I appreciate you giving us this opportunity to explore our feelings about this and providing a better understanding of what the Bible and experts have to say about it. Keep up the great work. I strongly support your view and appreciate your candor. You are in a very tough roll as our leader and I like your leadership.
Martin Mayo
Thanks for these words – and for including the pieces from the Colloquy at Lovers Lane UMC. I’m trying to save the post to the DSC Clergy Facebook page, but so far no luck. Any suggestions?
Noni Dye, Pastor
Shepherd of the Pines UMC
P O Box 1402
Overgaard AZ 85933
Cell: 928-386-2074
e-mail: nonidye@outlook.com
“Never be afraid to trust an unknown future to a known God.”
* Corrie Ten Boom
As someone who thought belonged to the strong middle (which is rapidly shrinking), I found it interesting that your thinking is the UMC that remains would be made up of some form of traditionalists/progressives/etc. What assurances do you think exist to make this so? I am hoping that we land in a place where serving the underserved….widows….orphans….families at risk, etc….becomes the top priority and mission. I don’t want to just go to church and have “my” way regardless of what way it is. I am also grateful for your friendship and leadership.
Thanks for the comment. We live in a culture that forces everyone to polarized extremes. The reason I know traditionalists and evangelicals will be in the UMC is because I am one. And I am in conversation with a lot of pastors and laity across the SE and in Texas who do not want to leave the UMC and are traditionalists. They can live in a diverse church. We need to do a better job communicating what the church will actually look like instead of letting other sides define it. As we see with Bishops Muyombo and Yambasu, we can remain together with differences. I look forward to us all casting a big vision for our future focused on Jesus Christ and our mission in the world.

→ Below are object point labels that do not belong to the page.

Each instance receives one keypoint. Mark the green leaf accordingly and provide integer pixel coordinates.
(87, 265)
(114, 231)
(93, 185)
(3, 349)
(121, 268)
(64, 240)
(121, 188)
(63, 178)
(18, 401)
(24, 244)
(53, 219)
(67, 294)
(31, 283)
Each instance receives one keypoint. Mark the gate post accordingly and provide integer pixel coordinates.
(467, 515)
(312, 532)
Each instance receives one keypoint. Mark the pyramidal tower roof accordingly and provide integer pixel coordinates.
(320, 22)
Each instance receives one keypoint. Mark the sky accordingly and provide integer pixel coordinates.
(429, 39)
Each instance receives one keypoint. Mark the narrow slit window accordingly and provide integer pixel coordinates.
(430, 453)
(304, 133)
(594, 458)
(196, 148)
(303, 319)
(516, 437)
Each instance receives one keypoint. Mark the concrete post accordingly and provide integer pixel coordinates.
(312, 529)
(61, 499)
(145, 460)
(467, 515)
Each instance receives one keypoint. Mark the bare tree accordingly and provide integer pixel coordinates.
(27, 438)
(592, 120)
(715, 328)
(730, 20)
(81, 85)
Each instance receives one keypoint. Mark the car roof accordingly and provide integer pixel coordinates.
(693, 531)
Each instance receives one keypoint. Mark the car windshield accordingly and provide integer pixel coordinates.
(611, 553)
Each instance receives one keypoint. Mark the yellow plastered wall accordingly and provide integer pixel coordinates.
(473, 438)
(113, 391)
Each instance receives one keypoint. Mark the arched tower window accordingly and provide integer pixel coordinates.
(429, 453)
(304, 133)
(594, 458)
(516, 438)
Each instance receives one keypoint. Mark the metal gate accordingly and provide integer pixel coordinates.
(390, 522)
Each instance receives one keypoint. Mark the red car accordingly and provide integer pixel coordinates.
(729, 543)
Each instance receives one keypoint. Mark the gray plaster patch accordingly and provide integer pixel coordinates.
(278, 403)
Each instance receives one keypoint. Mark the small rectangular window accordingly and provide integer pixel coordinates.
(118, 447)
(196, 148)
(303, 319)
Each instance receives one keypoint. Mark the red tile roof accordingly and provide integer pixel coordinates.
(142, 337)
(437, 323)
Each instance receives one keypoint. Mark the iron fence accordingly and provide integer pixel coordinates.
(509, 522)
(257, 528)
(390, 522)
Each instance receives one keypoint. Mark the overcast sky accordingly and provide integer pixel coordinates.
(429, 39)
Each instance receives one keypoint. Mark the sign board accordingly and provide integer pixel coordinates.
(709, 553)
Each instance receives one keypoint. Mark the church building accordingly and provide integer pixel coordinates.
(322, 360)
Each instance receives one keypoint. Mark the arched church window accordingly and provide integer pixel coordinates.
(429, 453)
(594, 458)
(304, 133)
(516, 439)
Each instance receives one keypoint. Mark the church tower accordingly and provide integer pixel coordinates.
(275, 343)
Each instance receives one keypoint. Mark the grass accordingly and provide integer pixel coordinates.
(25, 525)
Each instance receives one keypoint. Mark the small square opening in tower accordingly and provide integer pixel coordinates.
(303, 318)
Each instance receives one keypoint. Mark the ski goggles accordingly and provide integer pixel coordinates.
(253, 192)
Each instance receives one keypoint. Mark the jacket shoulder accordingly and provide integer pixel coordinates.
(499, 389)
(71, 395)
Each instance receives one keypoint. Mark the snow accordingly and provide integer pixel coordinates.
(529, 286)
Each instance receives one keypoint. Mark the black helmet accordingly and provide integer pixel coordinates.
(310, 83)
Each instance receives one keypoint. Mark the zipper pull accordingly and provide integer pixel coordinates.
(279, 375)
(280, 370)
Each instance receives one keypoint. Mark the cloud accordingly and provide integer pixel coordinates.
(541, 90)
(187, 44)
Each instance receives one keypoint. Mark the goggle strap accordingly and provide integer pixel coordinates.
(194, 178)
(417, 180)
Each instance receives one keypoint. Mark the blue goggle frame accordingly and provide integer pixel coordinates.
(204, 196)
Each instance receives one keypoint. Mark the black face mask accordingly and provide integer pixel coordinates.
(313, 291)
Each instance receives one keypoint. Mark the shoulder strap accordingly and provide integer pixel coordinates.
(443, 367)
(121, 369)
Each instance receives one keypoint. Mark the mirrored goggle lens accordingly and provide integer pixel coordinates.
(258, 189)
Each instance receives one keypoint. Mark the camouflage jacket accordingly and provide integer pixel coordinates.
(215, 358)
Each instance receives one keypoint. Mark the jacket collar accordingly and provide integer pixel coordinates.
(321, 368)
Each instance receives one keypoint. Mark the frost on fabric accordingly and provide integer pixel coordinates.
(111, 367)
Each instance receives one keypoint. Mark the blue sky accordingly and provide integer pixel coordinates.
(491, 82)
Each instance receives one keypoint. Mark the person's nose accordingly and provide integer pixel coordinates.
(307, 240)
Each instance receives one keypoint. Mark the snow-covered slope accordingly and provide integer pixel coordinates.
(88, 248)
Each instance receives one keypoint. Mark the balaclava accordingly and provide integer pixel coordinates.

Thank you, your presence and leadership is still being felt in Georgia. I am grateful for the technology that allows us to continue to remain connected in these challenging times.
Laura Edenfield
I second that, Laura. From Georgia to Texas, my prayer is that communication between us all will travel on the wings of God’s love and we can grow together. Thanks to these two professors who demonstrate a model of Christ’s compassion for us.